# oday 37



## idixon10 (Mar 24, 2013)

good morning to all existing members from one very recent to this site. Last year i purchased unseen an oday 37. i have subsequentely been driven to insolveny and despair on this project and would wish to ask members that have or are going through the experience where i might acquire used parts particularly cushions and portlights. Sorry to have introduced this tone as a first time visitor but am at a point of despair and would most welcome any help or guidance.Thankyou ian


----------



## Ajax_MD (Nov 24, 2009)

If you're on the Chesapeake Bay somewhere, Bacon Sails in Annapolis has tons of used stuff.


----------



## deniseO30 (Nov 27, 2006)

Welcome to Sailnet Idixon. Oday portlights are no longer made but beckson and others will fit. cushions are not a big issue if you find a foam supplier.
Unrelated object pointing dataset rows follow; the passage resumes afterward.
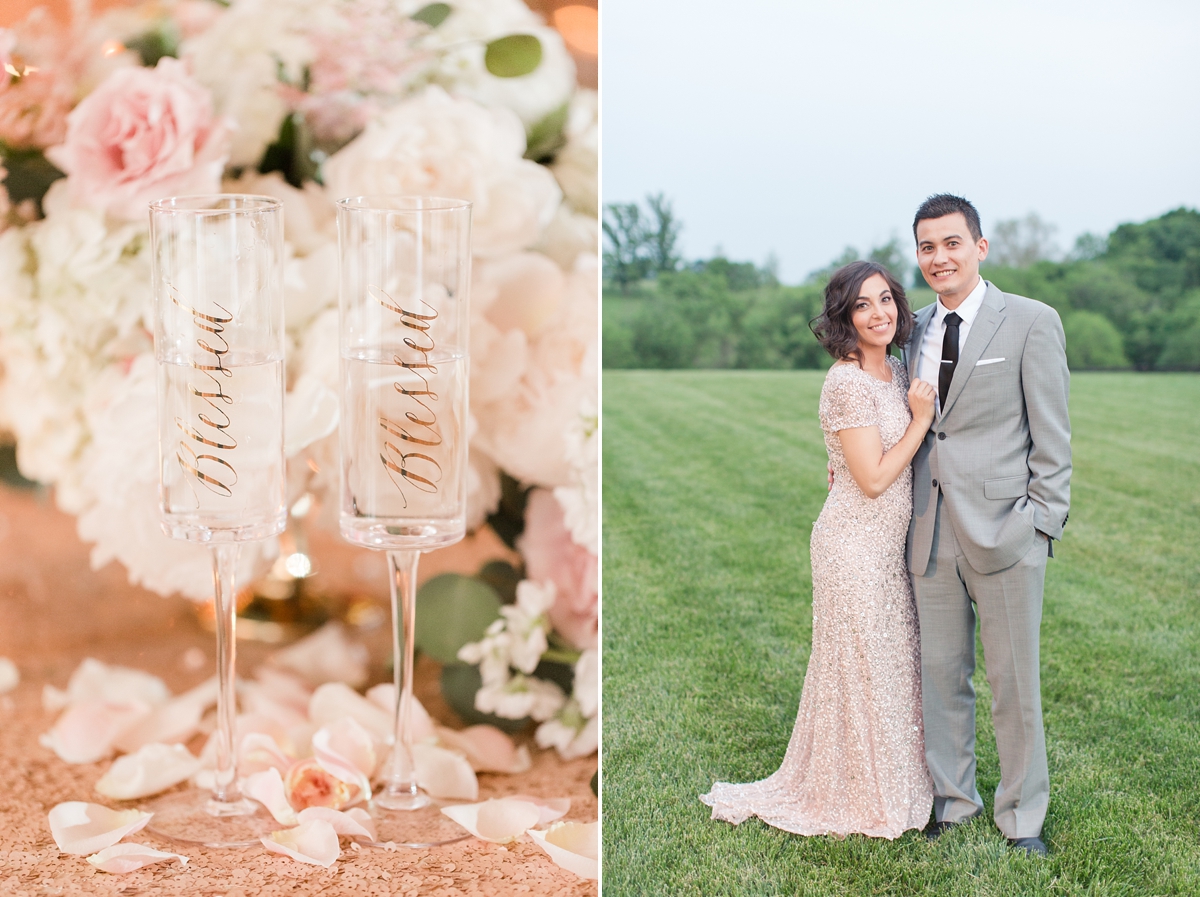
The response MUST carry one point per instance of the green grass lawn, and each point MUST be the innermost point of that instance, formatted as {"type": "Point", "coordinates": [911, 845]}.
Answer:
{"type": "Point", "coordinates": [712, 481]}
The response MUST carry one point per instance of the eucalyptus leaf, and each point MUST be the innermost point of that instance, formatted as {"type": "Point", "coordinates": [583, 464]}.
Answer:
{"type": "Point", "coordinates": [547, 137]}
{"type": "Point", "coordinates": [460, 681]}
{"type": "Point", "coordinates": [432, 14]}
{"type": "Point", "coordinates": [513, 56]}
{"type": "Point", "coordinates": [451, 610]}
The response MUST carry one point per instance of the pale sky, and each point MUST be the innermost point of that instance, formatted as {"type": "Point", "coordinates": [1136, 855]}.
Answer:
{"type": "Point", "coordinates": [796, 127]}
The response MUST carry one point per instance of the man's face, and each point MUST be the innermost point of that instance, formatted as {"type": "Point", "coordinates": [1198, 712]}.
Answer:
{"type": "Point", "coordinates": [949, 257]}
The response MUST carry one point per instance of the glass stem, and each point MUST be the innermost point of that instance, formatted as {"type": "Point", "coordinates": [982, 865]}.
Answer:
{"type": "Point", "coordinates": [225, 565]}
{"type": "Point", "coordinates": [401, 787]}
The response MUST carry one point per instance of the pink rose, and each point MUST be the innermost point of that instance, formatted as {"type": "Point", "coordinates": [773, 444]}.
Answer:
{"type": "Point", "coordinates": [551, 555]}
{"type": "Point", "coordinates": [143, 134]}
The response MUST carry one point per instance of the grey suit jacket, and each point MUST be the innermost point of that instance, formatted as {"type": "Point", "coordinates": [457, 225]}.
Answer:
{"type": "Point", "coordinates": [1000, 451]}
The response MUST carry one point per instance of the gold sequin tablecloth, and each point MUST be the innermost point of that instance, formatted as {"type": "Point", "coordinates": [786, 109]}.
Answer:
{"type": "Point", "coordinates": [55, 610]}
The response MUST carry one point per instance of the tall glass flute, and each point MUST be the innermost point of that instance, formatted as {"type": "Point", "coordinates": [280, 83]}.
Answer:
{"type": "Point", "coordinates": [219, 341]}
{"type": "Point", "coordinates": [405, 270]}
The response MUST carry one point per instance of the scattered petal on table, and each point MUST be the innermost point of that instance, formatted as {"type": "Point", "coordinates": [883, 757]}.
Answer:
{"type": "Point", "coordinates": [127, 858]}
{"type": "Point", "coordinates": [81, 828]}
{"type": "Point", "coordinates": [325, 656]}
{"type": "Point", "coordinates": [573, 846]}
{"type": "Point", "coordinates": [259, 752]}
{"type": "Point", "coordinates": [9, 675]}
{"type": "Point", "coordinates": [487, 748]}
{"type": "Point", "coordinates": [497, 820]}
{"type": "Point", "coordinates": [267, 788]}
{"type": "Point", "coordinates": [346, 750]}
{"type": "Point", "coordinates": [354, 823]}
{"type": "Point", "coordinates": [94, 680]}
{"type": "Point", "coordinates": [444, 774]}
{"type": "Point", "coordinates": [309, 784]}
{"type": "Point", "coordinates": [551, 807]}
{"type": "Point", "coordinates": [334, 700]}
{"type": "Point", "coordinates": [384, 696]}
{"type": "Point", "coordinates": [153, 769]}
{"type": "Point", "coordinates": [313, 842]}
{"type": "Point", "coordinates": [88, 732]}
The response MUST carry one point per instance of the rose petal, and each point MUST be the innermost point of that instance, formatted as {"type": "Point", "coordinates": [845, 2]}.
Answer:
{"type": "Point", "coordinates": [81, 828]}
{"type": "Point", "coordinates": [551, 807]}
{"type": "Point", "coordinates": [9, 675]}
{"type": "Point", "coordinates": [325, 656]}
{"type": "Point", "coordinates": [88, 732]}
{"type": "Point", "coordinates": [497, 820]}
{"type": "Point", "coordinates": [384, 696]}
{"type": "Point", "coordinates": [444, 774]}
{"type": "Point", "coordinates": [313, 842]}
{"type": "Point", "coordinates": [573, 846]}
{"type": "Point", "coordinates": [267, 788]}
{"type": "Point", "coordinates": [95, 681]}
{"type": "Point", "coordinates": [486, 748]}
{"type": "Point", "coordinates": [153, 769]}
{"type": "Point", "coordinates": [334, 700]}
{"type": "Point", "coordinates": [309, 784]}
{"type": "Point", "coordinates": [354, 823]}
{"type": "Point", "coordinates": [127, 858]}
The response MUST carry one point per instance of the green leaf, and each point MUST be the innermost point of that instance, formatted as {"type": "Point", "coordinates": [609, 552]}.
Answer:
{"type": "Point", "coordinates": [514, 55]}
{"type": "Point", "coordinates": [451, 610]}
{"type": "Point", "coordinates": [503, 577]}
{"type": "Point", "coordinates": [30, 174]}
{"type": "Point", "coordinates": [460, 681]}
{"type": "Point", "coordinates": [432, 14]}
{"type": "Point", "coordinates": [546, 137]}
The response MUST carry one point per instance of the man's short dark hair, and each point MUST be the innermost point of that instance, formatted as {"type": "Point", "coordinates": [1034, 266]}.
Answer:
{"type": "Point", "coordinates": [942, 204]}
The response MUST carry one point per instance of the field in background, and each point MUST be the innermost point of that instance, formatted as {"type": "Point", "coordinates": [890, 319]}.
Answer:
{"type": "Point", "coordinates": [712, 480]}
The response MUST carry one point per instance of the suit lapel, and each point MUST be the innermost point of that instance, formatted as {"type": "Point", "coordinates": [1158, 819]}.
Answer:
{"type": "Point", "coordinates": [918, 337]}
{"type": "Point", "coordinates": [983, 329]}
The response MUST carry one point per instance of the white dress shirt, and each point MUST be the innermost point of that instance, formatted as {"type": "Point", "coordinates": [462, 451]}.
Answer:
{"type": "Point", "coordinates": [930, 361]}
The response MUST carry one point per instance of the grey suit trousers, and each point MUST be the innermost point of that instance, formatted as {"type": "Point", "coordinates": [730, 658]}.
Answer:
{"type": "Point", "coordinates": [1008, 603]}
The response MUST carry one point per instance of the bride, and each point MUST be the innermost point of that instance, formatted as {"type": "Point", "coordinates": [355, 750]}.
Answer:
{"type": "Point", "coordinates": [856, 762]}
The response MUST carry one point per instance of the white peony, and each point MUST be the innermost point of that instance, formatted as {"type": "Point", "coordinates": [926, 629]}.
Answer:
{"type": "Point", "coordinates": [437, 145]}
{"type": "Point", "coordinates": [577, 163]}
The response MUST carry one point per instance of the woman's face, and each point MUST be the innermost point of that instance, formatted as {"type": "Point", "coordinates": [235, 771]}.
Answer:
{"type": "Point", "coordinates": [874, 313]}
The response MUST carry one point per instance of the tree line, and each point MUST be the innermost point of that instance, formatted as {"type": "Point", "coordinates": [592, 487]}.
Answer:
{"type": "Point", "coordinates": [1127, 301]}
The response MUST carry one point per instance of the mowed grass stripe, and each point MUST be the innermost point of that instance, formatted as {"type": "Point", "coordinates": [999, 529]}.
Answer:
{"type": "Point", "coordinates": [712, 482]}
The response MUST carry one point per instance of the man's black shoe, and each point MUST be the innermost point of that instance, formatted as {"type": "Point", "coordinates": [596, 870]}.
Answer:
{"type": "Point", "coordinates": [935, 830]}
{"type": "Point", "coordinates": [1031, 847]}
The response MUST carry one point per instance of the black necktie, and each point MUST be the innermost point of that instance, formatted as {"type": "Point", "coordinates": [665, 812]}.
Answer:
{"type": "Point", "coordinates": [949, 356]}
Can't help but ask why you boat a boat unseen and where you and the boat are?


----------



## eherlihy (Jan 2, 2007)

The O'day 37 is a GREAT boat! Good Old Boat had a review of them in their January 2013 issue.
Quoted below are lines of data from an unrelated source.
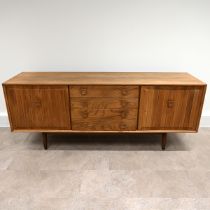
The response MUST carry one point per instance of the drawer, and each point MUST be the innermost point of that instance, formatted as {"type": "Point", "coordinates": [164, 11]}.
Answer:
{"type": "Point", "coordinates": [105, 125]}
{"type": "Point", "coordinates": [104, 91]}
{"type": "Point", "coordinates": [103, 103]}
{"type": "Point", "coordinates": [105, 114]}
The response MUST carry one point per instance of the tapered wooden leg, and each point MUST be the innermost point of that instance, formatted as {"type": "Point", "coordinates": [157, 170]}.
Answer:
{"type": "Point", "coordinates": [164, 139]}
{"type": "Point", "coordinates": [44, 140]}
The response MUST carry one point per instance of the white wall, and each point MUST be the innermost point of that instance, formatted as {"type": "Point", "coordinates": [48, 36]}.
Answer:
{"type": "Point", "coordinates": [105, 35]}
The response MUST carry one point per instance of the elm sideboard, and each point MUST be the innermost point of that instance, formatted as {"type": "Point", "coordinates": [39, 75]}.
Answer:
{"type": "Point", "coordinates": [104, 102]}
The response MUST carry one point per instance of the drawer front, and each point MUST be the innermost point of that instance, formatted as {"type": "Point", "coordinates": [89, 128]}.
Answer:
{"type": "Point", "coordinates": [170, 107]}
{"type": "Point", "coordinates": [105, 125]}
{"type": "Point", "coordinates": [105, 114]}
{"type": "Point", "coordinates": [104, 91]}
{"type": "Point", "coordinates": [38, 107]}
{"type": "Point", "coordinates": [103, 103]}
{"type": "Point", "coordinates": [104, 108]}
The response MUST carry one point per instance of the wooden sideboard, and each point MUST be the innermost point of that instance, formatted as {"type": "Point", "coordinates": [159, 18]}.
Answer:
{"type": "Point", "coordinates": [104, 102]}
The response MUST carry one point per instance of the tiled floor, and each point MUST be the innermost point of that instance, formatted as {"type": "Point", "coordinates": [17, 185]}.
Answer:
{"type": "Point", "coordinates": [108, 172]}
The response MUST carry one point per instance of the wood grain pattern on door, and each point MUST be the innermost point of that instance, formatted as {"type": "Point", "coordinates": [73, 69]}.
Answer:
{"type": "Point", "coordinates": [170, 107]}
{"type": "Point", "coordinates": [39, 107]}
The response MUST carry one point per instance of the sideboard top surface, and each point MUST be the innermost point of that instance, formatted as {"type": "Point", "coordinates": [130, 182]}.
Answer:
{"type": "Point", "coordinates": [104, 78]}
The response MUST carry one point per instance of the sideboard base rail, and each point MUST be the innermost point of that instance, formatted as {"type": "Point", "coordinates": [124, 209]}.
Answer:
{"type": "Point", "coordinates": [163, 140]}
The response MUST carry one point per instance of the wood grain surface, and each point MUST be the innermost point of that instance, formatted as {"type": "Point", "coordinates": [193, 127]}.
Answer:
{"type": "Point", "coordinates": [170, 107]}
{"type": "Point", "coordinates": [104, 78]}
{"type": "Point", "coordinates": [39, 107]}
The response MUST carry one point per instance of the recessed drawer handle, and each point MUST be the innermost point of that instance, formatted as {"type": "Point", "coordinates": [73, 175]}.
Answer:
{"type": "Point", "coordinates": [123, 126]}
{"type": "Point", "coordinates": [170, 103]}
{"type": "Point", "coordinates": [83, 91]}
{"type": "Point", "coordinates": [123, 114]}
{"type": "Point", "coordinates": [36, 103]}
{"type": "Point", "coordinates": [84, 114]}
{"type": "Point", "coordinates": [124, 92]}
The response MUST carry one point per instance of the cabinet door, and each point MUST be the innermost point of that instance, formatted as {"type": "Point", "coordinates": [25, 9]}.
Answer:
{"type": "Point", "coordinates": [38, 107]}
{"type": "Point", "coordinates": [170, 107]}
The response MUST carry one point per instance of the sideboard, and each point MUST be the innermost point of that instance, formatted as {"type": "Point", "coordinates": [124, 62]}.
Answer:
{"type": "Point", "coordinates": [104, 102]}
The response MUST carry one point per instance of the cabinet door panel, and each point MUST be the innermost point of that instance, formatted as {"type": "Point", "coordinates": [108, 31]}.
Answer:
{"type": "Point", "coordinates": [170, 107]}
{"type": "Point", "coordinates": [39, 107]}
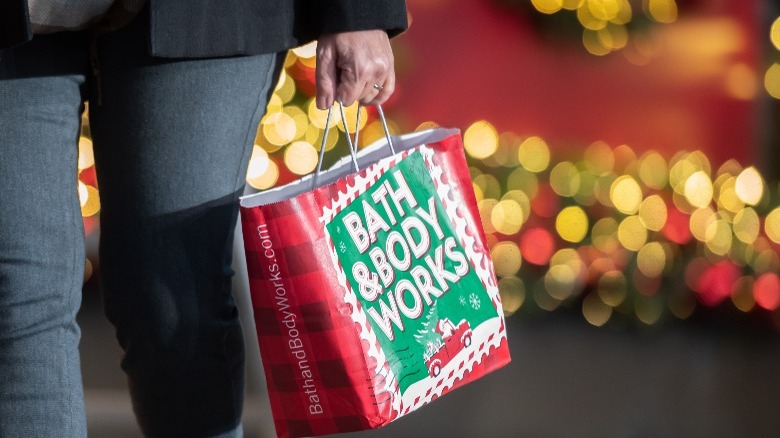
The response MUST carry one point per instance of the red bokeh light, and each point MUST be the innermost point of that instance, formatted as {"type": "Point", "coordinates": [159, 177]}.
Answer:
{"type": "Point", "coordinates": [766, 291]}
{"type": "Point", "coordinates": [537, 246]}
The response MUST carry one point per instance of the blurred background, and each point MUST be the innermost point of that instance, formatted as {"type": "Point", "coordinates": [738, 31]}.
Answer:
{"type": "Point", "coordinates": [626, 159]}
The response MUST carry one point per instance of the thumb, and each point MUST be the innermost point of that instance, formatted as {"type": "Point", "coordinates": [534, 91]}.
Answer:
{"type": "Point", "coordinates": [326, 75]}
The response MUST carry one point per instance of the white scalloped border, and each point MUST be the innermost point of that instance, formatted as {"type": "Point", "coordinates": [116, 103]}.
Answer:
{"type": "Point", "coordinates": [384, 381]}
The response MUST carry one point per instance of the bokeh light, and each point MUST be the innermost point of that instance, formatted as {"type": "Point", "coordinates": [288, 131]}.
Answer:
{"type": "Point", "coordinates": [750, 186]}
{"type": "Point", "coordinates": [300, 157]}
{"type": "Point", "coordinates": [572, 224]}
{"type": "Point", "coordinates": [480, 140]}
{"type": "Point", "coordinates": [766, 291]}
{"type": "Point", "coordinates": [626, 195]}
Lots of parts available through D & R Marine. Cushions and ports are minor fixes. Frankly, the original ports (still available through Beckson) are crap. If you are going to do it, get the New Found Metals ports (for about double the price - but worth it).

Welcome to Sailnet!


----------



## eherlihy (Jan 2, 2007)

... where are you in the US?


----------



## eherlihy (Jan 2, 2007)

Quoting the title of the article in January/February 2013 GOB


> The O'day 34; a low-profile high-value center-cockpit cruiser


NADA has this boat valued between $25 and $29K for a 1984 model. IMHO this would be the price for one that is in terrible condition. Paraphrasing GOB; value should be between $30K and $45K for one "in decent shape."


----------